卓球女子日本代表の平野美宇(17)が30日、都内で会見を開き、プロ転向を宣言した。

 有望な中高生を寄宿制で育成する日本オリンピック委員会(JOC)エリートアカデミーを修了し、4月からプロ活動を開始する。4月から高校3年で、あと1年在籍できたが、20年東京五輪金メダル獲得に向け、安定を捨て、自ら厳しい道程を選択した。

 会見の冒頭では、エリートアカデミーの修了証も贈られた。平野は「これからわたしの目標である東京五輪金メダルへ、どうしようかと考えたとき、人間としても強い人間にならないといけない。このタイミングで(プロ転向を)決断した」と理由を述べた。

 昨年後半の「停滞」がプロ転向を決断させた。16年リオ五輪は補欠も、その悔しさをぶつけるように、直後のW杯で史上最年少優勝。翌17年1月の全日本選手権も初制覇した。続く4月のアジア選手権で、当時世界ランク1位でリオ五輪2冠の丁寧、同2位の朱雨玲、同5位の陳夢に3連勝して初優勝。6月の世界選手権女子シングルスで銅メダルも獲得。大旋風を巻き起こした。だが、以来、卓球王国から徹底マークされ、中国勢には苦戦が続いた。

 その頃からプロ転向が頭をよぎる。

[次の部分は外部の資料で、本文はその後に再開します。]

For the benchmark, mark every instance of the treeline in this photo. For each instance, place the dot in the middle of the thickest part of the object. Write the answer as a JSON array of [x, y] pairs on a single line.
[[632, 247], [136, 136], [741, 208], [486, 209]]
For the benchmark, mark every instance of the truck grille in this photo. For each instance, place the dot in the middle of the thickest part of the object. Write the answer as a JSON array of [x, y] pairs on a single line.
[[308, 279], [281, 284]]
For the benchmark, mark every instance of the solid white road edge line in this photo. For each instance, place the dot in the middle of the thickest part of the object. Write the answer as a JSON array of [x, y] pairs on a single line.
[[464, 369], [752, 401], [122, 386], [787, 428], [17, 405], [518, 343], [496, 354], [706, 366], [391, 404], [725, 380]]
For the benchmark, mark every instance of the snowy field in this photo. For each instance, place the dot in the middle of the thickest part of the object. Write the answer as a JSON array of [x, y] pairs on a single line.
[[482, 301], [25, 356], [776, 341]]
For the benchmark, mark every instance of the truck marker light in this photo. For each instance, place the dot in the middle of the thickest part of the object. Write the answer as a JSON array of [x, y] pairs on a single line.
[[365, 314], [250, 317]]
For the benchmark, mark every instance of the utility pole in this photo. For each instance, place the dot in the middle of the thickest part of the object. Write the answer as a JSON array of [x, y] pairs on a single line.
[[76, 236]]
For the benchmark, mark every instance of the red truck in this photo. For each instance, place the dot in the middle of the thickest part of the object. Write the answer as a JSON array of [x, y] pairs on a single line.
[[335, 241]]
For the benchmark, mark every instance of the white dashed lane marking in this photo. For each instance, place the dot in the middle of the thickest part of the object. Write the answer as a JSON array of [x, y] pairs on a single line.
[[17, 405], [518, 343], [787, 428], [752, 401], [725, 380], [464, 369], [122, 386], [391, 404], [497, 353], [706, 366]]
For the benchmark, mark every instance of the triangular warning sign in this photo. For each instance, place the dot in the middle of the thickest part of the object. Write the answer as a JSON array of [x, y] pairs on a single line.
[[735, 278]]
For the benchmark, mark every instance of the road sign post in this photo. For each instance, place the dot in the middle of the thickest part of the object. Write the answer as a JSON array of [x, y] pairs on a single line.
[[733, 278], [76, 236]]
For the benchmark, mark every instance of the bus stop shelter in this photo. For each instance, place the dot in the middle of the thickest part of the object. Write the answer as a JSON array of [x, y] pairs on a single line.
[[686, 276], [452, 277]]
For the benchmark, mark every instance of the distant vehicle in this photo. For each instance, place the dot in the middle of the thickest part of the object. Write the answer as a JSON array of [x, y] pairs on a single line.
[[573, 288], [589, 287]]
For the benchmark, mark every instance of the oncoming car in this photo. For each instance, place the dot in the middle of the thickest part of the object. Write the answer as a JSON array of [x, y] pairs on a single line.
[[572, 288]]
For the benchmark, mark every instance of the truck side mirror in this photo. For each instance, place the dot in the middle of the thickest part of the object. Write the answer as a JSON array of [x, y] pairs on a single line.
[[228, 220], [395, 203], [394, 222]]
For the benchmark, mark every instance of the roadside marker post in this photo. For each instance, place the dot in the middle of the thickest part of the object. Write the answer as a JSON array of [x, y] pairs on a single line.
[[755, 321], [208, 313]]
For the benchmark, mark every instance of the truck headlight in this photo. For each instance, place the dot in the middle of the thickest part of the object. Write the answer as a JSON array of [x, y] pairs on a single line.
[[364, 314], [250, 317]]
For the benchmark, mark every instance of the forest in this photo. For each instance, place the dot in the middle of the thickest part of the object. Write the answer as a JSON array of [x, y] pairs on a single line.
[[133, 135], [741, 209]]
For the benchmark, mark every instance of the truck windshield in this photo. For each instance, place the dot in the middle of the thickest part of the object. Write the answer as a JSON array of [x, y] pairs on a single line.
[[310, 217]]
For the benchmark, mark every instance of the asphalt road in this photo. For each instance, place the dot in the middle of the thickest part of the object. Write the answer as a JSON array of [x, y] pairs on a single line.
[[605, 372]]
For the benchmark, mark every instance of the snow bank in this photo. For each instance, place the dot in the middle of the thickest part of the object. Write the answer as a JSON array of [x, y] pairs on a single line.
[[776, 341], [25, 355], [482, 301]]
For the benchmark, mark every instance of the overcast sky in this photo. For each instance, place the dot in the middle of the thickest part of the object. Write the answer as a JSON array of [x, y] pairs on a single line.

エリートアカデミーは消灯時間が23時と決まっていたり、講話などの授業もある。プロになって卓球だけに専念することを考え始めた。1月の全日本選手権女子シングルス決勝では、同学年のライバル伊藤美誠(17=スターツ)に1-4と完敗し、連覇を逃す。本人の中で「変わらなきゃ」との思いも募り、プロ転向を決めた。

 かつては好感度は気にせず「嫌われても勝てばいい」と公言していたが、プロ転向することで「炎上はほどほどにしていきます」と笑みを浮かべた。続けて「責任、言い訳もできない。全部が自分の責任。逆に自分を追い込める」とプロ転向の意義を強調した。所属はメーンスポンサーの日本生命になる。